# Little bit of Algea PANIC MODE!



## EnderUK (3 Apr 2014)

Well not really, noticed yesterday a little bit of BBA and some green spot algae (might be green dust algae) on the root in my main tank. Nothing I'm really concerned with since the tank is going to be on a soft black out next week when I go on holiday anyways.

When I get back I'll knock the photoperiod back down to 6 hours, double check the co2 levels on lights on, keep up full EI dosage, dreadage out the old catappa leaves, do a nice clean. make sure the lass keeps to the 30 second feed rule, blah blah blah.

Now I'm just wondering if a bit of algea on the hardscape is that big a deal? Plants all seem pretty healthy, bit of GSA on the anubias but apart from that. I kind of think that the algae weathers the hardscape a bit, what would happen if I leave it on there, would it start spreading to everything else? killing the plants? ruining my tank?

Can algae be part of a balanced tank?


----------



## Rob P (3 Apr 2014)

They're the two I found after a relatively good period of time with none. I put it down to messing too much with injection rate and plant mass increasing susbtantially therefore reducing flow (and too much light lol).  

Couple of things that may help, up your KH2PO4 inclusion if dosing EI ferts as this can help GSA and give your filter regular proper cleans (to help keep maximum flow and cleanliness) and keep your co2 stable. Since i've upped my fert and clean filter every 2/3 weeks as well as settled on a good co2 rate i've not seen it return after removing affected leaves etc. Spot dose the BBA on the wood or get some SAE fish if tank size allows.

I also turned my lights down.

Cheers,
Rob


----------



## kirk (3 Apr 2014)

EnderUK, now I don't see it a major problem as long as you don't panic and do the realy stupid thing I did not that long ago and destroy the whole scape, good clean reduce light hoover up like you said is the way.

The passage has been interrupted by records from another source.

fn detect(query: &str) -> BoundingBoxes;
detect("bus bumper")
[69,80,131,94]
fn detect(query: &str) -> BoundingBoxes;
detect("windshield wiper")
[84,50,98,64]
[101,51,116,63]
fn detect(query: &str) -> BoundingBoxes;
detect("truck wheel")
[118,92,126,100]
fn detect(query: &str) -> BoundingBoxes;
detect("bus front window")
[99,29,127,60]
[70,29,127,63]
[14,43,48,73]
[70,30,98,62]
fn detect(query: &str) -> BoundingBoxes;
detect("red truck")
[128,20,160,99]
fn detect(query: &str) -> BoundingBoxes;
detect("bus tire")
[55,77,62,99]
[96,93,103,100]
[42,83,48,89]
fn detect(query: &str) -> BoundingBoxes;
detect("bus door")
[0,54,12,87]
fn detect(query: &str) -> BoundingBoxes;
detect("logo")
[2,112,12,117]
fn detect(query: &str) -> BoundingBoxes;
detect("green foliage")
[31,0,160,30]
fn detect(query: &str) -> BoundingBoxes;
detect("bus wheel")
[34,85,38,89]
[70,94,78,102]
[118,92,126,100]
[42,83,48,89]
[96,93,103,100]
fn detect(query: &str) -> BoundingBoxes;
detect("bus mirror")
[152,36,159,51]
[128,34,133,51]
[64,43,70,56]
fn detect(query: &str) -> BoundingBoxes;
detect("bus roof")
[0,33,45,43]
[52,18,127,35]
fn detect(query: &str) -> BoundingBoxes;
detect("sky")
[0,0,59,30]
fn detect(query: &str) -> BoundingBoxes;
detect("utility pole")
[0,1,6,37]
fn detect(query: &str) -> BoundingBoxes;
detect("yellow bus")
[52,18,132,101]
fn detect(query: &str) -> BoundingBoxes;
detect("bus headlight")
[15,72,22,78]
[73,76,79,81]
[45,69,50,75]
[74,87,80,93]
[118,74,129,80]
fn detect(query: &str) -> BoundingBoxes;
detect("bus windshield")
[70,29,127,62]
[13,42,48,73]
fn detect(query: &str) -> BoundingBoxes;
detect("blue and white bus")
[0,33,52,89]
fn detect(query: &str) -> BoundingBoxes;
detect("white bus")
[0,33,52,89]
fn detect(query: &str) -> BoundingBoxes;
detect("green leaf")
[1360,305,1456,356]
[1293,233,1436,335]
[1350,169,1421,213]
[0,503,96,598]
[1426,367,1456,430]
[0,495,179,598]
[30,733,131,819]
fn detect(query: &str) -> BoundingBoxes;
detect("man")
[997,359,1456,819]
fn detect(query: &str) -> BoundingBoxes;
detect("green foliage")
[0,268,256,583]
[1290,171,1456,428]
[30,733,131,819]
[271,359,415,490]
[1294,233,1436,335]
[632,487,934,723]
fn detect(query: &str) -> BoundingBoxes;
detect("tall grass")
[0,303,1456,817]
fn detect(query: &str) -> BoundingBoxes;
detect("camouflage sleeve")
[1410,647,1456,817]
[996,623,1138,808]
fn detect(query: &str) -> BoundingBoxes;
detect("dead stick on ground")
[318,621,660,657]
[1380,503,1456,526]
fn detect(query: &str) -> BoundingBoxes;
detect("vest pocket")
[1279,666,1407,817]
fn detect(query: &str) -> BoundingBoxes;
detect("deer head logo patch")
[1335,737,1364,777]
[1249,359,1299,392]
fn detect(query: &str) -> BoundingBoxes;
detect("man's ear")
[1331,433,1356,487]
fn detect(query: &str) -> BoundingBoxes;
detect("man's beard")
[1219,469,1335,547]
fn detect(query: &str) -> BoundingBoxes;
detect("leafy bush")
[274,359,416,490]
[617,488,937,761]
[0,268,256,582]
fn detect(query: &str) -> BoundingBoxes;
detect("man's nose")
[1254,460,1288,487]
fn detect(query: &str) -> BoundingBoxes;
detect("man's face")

Rob,   I think you have out lined my current problems, too much messing around with things.    Wouldn't mind the plant mass increase mind.  As this algae stuff is easy to grow who's going to be brave and set a tank up pure algae based scape? I'd love to see one it could be the new thing, one thing we are all good at growing. Algae can be attractive too.


----------



## EnderUK (3 Apr 2014)

Well that's the thing can it be part of the hardscape without taking over the tank. I think it adds a sense of age and Im not one to have a clean looking tank. The panic mode was a joke, im pretty sure the soft blackout I am going to do anyway will solve ut.

Sent from my Radar C110e using Tapatalk


----------



## Mr. Teapot (3 Apr 2014)

Quite agree with algae looking good when everything else is tip top. These rocks look lovely.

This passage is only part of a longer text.